I have the following code in an unit test

    public bool TestMethodsOf<T, I>()
  {
   var impl = typeof(T);
   var valid = true;

   foreach (var iface in impl.GetInterfaces().Where(i => typeof(I).IsAssignableFrom(i)))
   {

    var members = iface.GetMethods();

    foreach (var member in members)
    {
     Trace.Write("Checking if method " + iface.Name + "." + member.Name + " is virtual...");
     var implMember = impl.GetMethod(member.Name, member.GetParameters().Select(c => c.ParameterType).ToArray());
     if (!implMember.IsVirtual)
     {
      Trace.WriteLine(string.Format("FAILED"));
      valid = false;
      continue;
     }

     Trace.WriteLine(string.Format("OK"));
    }
   }
   return valid;
  }

which I call by

Assert.IsTrue(TestMethodsOf<MyView, IMyView>());

I want to ensure that all the methods from the interface are declared as virtual. The reason is because I'm applying a spring.net aspect and it will only apply to virtual methods.

The problem I'm having is that implMember.IsVirtual is always true, even when they are not declared as so in the declaring type.

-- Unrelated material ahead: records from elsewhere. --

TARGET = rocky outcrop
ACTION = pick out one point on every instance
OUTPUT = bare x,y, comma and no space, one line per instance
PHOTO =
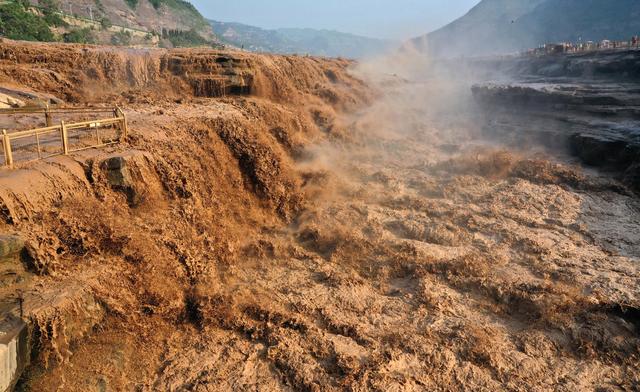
589,103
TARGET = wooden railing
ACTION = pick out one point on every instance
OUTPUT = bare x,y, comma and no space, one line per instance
58,135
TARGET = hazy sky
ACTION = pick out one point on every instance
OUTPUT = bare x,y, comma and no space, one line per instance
397,19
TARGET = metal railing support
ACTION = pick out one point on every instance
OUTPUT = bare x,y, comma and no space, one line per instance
124,128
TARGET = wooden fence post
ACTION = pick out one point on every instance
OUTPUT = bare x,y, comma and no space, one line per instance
124,128
47,116
8,156
65,141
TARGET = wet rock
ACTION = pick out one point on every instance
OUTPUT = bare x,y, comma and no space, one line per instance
632,176
119,173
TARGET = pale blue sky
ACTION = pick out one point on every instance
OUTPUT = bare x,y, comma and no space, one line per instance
396,19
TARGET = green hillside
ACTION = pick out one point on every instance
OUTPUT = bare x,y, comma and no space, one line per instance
300,41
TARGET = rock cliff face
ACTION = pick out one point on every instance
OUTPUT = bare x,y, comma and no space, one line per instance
140,14
504,26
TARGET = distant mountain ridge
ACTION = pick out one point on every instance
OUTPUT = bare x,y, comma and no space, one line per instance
503,26
301,41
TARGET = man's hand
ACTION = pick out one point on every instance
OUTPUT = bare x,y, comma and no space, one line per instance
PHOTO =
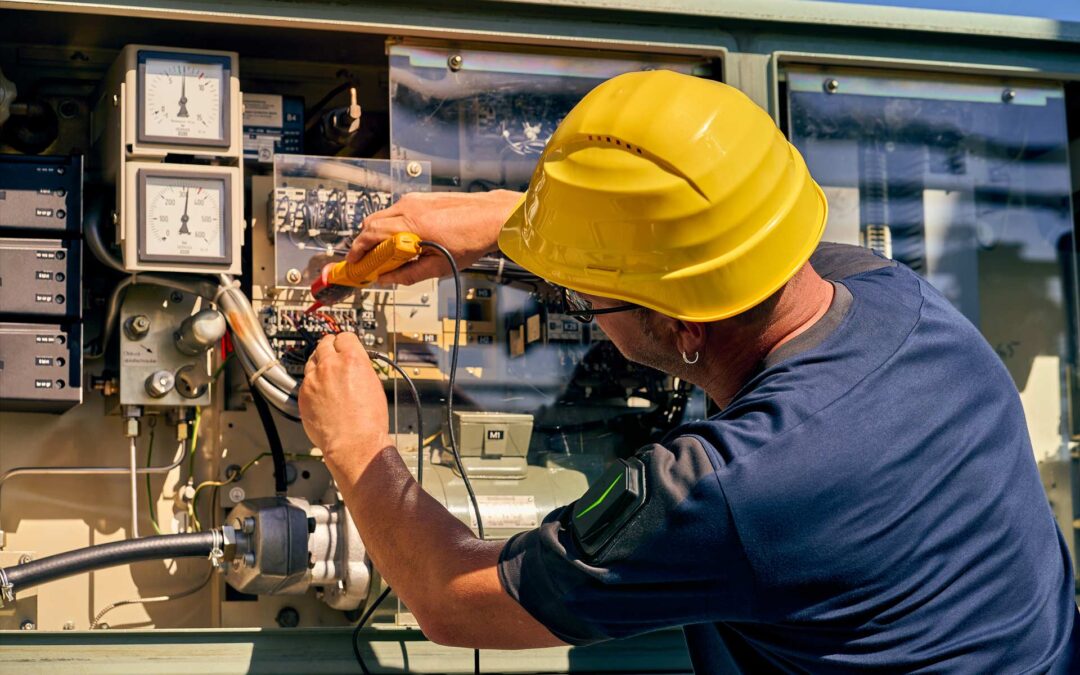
468,224
342,403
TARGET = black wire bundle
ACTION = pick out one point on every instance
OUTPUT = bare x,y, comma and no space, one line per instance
453,377
273,440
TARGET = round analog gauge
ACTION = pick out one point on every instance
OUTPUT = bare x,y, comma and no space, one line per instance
184,99
185,218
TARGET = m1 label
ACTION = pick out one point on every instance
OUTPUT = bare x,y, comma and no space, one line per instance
505,511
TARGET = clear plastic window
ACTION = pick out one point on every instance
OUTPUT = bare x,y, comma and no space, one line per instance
966,180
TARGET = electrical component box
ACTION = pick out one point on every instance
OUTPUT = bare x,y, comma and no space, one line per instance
273,124
39,278
41,194
40,367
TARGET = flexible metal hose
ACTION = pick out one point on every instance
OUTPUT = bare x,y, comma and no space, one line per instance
54,567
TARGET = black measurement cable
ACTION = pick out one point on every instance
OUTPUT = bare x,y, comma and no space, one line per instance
449,400
453,377
419,478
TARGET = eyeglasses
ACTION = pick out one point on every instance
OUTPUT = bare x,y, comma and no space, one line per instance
581,309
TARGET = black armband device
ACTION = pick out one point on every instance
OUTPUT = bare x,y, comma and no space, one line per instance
608,504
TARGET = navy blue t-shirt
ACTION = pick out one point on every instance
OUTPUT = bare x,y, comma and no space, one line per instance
868,501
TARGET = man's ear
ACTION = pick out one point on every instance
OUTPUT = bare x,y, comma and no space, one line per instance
690,337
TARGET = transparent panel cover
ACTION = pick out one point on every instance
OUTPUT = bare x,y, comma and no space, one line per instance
966,180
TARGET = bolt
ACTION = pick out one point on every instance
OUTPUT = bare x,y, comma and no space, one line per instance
287,618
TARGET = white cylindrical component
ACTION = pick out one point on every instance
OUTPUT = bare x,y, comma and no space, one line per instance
134,483
200,332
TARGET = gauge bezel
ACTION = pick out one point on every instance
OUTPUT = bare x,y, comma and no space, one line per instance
224,119
144,175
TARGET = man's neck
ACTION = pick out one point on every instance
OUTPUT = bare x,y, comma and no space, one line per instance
738,349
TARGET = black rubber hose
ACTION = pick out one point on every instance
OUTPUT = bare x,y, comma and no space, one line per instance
80,561
277,449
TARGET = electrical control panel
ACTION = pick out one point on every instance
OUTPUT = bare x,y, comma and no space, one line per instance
40,367
39,278
41,194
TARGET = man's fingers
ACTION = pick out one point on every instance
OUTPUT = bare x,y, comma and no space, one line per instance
375,232
324,349
347,342
426,267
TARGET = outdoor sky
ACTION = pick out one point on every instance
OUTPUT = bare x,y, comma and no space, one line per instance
1062,10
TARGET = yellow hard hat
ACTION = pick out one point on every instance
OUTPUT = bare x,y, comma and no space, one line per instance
672,192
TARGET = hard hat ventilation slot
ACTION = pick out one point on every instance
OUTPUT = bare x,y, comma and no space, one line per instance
618,142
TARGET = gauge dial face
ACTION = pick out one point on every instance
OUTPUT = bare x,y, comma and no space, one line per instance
184,99
185,218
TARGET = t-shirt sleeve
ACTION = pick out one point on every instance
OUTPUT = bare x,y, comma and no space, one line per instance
677,561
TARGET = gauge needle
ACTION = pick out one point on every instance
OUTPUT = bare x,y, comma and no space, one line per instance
184,96
184,218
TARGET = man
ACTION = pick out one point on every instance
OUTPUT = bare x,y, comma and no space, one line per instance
866,499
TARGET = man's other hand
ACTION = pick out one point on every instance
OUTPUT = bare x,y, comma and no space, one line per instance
342,403
467,224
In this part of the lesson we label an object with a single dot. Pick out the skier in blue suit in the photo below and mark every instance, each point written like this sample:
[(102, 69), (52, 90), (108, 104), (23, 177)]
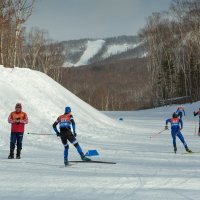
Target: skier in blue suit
[(65, 122), (176, 127), (180, 111)]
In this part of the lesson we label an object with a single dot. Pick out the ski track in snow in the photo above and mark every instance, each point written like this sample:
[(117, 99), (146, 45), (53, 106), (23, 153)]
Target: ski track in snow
[(146, 168)]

What is wrong with my TestMethodsOf logic?

Cheers

Answer 1

All methods declared in an interface are marked as virtual abstract , and all methods that implement interface methods in classes are marked as virtual final , so the CLR knows it can't just call them directly - it has to do vtable lookups at runtime to call the right implementation. The interface implementations are still virtual, but you can't override them as they're final.

As an example, the following C# definition:

public interface IInterface {
    void Method();
}

public class Class : IInterface {
    public void Method() {}
}

compiles to the following IL:

.class public interface abstract IInterface {
    .method public abstract virtual instance void Method() {}
}

.class public Class extends [mscorlib]System.Object implements IInterface {
    .method public specialname rtspecialname instance void .ctor() {}
    .method public virtual final instance void Method() {}
}

Answer 2

我相信当您实现接口时，从该接口继承的方法会自动标记为虚拟，因此逻辑很好，并且不需要测试。